So what would bare metal programming gain me?
Not necessarily anything, but it depends.
You oversimplify the question a bit. There are actually more to this:
* Bare metal programming vs. using pre-made hardware abstraction libraries,
*
Which hardware abstraction libraries to use, and do they help or hinder;
Then a completely separate question,
* Which tooling to use - only barebones GNU tools, or an added point&click layer on top?
Only now we can start to answer your question.
The main marketing argument for hardware abstraction layers is portability. Because of non-existence of standardized microcontroller peripheral API, and total difference of each HAL, and the fact that between different MCU families, code needs manual porting anyway, this argument is completely out of window.
The secondary argument, ease of development, has some merit to it. OTOH, as your projects are very simple, for example initialization of UART bare-metal in STM32 is three lines of code. I write it in 5 minutes from scratch, or copypaste it from previous project in 30 seconds. Either is fine. Looking up how the same is done in HAL from HAL manuals, or copypasting from previous project, or letting Cube to autogenerate is, is pretty much exactly the same amount of work. No difference here.
So all this isn't me being against Cube or HAL, all this is me being against the idea of Cube and HAL being somehow mandatory or extremely beneficial. Actually, just "Keep it simple" and "avoid excess layers" is argument enough not to use them.
Now to the "what you gain" question. Not necessarily anything, that depends. I feel I gained my whole "career" if you could say so, but this is impossible to prove without "alternative reality" to be compared against.
Again two sub points:
* Being tool agnostic (or limited to the minimum common denominator, the GNU tools), allows you to jump between different manufacturers quickly. No problem using NXP or Nordic Semiconductor in between STM32 work. All works the same! Everything's familiar! Same linker script syntax works, same initialization code works, even the way manuals are presented is familiar. No need to install anything to your computer!
* Being in total control of the peripherals becomes important right when you hit an edge case where the HAL simply is unable to do the job. For the very simplest jobs, this might not happen, but I would be surprised if you have not seen this yet. It's a very common occurrence if you read this forum, for example. And oh boy people really struggle trying to achieve something with the libraries which the library is not designed to do (even if the underlying peripheral supports it).
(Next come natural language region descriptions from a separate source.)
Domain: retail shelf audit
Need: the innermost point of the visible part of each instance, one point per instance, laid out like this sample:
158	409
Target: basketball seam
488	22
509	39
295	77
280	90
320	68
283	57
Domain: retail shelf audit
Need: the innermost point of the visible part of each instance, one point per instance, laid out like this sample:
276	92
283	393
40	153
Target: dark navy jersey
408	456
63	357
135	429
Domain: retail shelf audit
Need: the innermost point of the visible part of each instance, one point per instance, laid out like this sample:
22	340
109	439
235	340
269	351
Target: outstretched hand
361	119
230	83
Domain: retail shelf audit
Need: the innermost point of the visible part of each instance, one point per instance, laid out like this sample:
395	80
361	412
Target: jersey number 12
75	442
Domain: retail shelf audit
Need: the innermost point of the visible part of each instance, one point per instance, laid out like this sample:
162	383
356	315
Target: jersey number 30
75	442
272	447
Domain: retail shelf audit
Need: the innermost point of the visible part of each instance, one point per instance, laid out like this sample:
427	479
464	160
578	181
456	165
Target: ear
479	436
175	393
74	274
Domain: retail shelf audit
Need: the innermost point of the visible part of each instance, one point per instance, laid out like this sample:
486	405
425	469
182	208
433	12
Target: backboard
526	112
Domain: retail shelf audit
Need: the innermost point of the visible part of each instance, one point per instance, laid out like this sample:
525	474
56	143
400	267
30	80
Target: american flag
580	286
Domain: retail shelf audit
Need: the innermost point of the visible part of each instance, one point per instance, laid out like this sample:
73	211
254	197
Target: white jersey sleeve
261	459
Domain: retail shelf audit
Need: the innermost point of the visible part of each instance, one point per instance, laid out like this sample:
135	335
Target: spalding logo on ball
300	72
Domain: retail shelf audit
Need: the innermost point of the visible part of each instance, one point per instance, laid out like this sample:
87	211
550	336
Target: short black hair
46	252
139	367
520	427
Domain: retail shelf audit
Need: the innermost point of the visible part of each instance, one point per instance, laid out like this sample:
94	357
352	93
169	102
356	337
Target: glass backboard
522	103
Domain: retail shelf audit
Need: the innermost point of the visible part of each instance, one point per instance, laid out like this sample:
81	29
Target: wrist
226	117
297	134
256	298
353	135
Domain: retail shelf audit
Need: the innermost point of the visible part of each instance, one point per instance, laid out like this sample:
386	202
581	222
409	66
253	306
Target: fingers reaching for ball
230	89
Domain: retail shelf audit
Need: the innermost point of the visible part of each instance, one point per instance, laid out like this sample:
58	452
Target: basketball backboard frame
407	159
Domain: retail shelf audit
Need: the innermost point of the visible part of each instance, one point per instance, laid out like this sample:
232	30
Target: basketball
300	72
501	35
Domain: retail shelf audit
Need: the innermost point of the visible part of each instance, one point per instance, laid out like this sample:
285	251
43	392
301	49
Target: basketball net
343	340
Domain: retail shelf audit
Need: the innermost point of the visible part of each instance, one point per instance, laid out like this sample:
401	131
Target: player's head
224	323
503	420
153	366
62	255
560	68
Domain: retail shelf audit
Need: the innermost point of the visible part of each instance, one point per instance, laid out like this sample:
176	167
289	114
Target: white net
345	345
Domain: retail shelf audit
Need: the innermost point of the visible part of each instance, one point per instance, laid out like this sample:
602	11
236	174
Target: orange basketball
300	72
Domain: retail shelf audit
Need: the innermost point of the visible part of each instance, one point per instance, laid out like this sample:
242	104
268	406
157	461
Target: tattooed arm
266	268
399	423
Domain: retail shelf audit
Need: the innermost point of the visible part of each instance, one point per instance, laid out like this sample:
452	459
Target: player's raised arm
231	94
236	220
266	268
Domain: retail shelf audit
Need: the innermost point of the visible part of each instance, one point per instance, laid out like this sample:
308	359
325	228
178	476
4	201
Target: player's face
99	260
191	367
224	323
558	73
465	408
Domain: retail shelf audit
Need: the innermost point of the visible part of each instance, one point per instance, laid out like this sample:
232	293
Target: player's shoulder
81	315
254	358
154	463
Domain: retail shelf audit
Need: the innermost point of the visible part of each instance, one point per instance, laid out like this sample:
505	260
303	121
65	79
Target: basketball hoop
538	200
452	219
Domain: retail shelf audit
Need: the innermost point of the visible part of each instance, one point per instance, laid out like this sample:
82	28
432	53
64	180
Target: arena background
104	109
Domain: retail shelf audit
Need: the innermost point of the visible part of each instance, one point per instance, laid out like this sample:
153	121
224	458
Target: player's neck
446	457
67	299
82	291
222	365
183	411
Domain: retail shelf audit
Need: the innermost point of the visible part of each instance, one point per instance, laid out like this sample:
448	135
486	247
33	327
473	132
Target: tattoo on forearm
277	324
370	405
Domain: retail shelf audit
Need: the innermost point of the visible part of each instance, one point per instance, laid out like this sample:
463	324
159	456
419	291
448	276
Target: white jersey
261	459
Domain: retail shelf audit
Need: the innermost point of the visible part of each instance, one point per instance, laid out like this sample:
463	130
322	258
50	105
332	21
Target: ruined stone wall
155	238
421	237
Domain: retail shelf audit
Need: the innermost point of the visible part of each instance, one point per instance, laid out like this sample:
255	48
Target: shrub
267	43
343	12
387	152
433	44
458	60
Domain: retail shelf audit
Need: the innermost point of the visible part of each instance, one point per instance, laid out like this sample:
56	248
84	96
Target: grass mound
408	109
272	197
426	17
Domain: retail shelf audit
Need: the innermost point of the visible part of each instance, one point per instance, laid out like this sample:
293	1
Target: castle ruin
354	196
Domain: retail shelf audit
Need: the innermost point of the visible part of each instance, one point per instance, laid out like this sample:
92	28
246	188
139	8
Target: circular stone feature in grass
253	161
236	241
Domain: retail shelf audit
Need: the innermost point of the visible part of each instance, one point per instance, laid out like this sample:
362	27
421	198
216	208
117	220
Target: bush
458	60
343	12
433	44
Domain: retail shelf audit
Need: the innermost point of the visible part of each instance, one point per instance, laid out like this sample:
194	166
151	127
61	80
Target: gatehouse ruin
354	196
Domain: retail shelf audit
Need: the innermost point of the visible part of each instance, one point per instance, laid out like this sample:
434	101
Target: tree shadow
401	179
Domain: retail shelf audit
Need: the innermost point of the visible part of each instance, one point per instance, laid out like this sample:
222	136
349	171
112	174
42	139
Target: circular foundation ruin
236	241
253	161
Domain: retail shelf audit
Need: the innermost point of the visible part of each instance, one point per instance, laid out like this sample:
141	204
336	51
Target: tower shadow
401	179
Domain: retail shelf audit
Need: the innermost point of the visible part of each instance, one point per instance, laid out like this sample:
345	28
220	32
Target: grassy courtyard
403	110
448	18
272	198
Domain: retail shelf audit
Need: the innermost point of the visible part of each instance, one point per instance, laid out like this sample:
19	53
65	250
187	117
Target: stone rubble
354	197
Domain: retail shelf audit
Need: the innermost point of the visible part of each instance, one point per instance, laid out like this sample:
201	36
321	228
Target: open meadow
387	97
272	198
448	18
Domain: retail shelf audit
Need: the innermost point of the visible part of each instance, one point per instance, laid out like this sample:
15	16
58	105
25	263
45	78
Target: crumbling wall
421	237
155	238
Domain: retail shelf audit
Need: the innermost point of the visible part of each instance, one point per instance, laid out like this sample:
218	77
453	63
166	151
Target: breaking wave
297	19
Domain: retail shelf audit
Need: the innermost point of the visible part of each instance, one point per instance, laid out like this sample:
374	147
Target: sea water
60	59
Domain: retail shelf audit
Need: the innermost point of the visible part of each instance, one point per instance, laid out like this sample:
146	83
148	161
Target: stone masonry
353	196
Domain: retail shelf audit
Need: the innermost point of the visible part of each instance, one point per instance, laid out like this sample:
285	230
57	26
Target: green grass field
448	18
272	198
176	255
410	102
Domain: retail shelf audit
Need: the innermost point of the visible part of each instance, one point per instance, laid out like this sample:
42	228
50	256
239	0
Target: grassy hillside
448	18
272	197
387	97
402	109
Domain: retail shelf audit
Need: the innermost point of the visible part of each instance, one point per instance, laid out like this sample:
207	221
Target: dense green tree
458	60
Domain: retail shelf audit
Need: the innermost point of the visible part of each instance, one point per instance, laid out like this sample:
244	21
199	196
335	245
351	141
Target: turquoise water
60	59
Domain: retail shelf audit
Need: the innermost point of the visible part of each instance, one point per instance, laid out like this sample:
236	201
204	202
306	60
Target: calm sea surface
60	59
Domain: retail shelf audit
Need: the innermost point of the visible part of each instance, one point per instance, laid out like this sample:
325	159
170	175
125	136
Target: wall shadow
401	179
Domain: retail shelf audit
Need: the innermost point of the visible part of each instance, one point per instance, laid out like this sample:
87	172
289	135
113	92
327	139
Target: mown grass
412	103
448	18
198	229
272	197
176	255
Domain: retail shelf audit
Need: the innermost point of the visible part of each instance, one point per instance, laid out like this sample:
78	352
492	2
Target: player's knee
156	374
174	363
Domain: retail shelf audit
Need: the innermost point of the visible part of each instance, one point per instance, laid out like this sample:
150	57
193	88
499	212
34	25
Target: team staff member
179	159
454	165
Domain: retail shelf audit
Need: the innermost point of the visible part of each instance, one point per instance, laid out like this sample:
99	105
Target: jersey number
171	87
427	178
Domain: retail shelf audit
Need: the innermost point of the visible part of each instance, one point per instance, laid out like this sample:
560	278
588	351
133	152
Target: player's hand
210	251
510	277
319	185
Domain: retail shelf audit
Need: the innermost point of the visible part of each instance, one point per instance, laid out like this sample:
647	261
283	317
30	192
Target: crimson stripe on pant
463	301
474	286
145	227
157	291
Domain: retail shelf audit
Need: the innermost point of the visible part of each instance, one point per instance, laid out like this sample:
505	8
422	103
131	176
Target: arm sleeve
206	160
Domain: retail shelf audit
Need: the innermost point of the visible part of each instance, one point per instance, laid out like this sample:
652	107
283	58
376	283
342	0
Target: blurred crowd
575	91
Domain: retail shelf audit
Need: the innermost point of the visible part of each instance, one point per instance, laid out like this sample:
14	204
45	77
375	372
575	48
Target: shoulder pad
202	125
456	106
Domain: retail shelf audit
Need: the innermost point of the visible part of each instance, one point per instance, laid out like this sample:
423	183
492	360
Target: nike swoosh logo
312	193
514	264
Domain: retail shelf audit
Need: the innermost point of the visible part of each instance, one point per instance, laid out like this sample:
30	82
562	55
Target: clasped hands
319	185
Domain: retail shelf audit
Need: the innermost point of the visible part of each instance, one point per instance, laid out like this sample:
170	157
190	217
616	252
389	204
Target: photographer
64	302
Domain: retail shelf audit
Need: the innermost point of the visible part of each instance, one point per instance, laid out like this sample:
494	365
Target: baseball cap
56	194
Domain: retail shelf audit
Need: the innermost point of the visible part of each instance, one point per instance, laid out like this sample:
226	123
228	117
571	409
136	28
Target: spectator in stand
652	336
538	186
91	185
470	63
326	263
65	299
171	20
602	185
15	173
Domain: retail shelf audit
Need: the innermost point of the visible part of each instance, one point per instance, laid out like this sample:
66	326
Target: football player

Examples of this is: making peripherals co-operate by existing on-chip routing; managing DMA buffers differently than the HAL designer thought; very fast ISRs (for example, just a week ago, I
had to write ISR-based state machine which processes data at 555.5kHz interrupt rate. There is simply no room for any bloat, not even 10 instructions. I need to be in control! Now the common way to deal this today as evidenced on this forum for example, is just to shout "no can do" and give up. I don't have this problem because of choices I make. Addition of CPLD was considered. It was not needed, which simplified BOM and also the workload of not needing to write VHDL. See how everything's connected? By having as much choice and "power" as possible, you limit yourself the least.)
Any suggestions for the "best" site to explain how to setup a bare metal project for STM32? What tools (IDE, complier, libraries) would you use? My guess is the compiler would have to be GCC. But how do you tie everything together?
Sad part is lack of tutorials.
The quick answer is, install gcc-arm-none-eabi package. IDE is your free choice. I use text editor and makefiles. You don't even need to use makefiles if this seems difficult. Compilation really can be done with one-liner command. No libraries, except for standard C library and special needs (like filesystems etc).
Tie everything together? There is not much to "tie" so to speak. These are actually simple devices! All you need is startup code, linker script, actual code, and run gcc to provide .elf you can flash. Maybe objdump for conversion of the output file format. To write peripheral code, you look at the reference manual and register descriptions, exactly like you did on PIC or AVR.
But this is just the big picture. Small details always takes the most time. There, a proper tutorial would be helpful. As much I'd like to write it, I'm not too great doing that; also it takes a lot of time and effort to teach something, even if it feels completely trivial to oneself.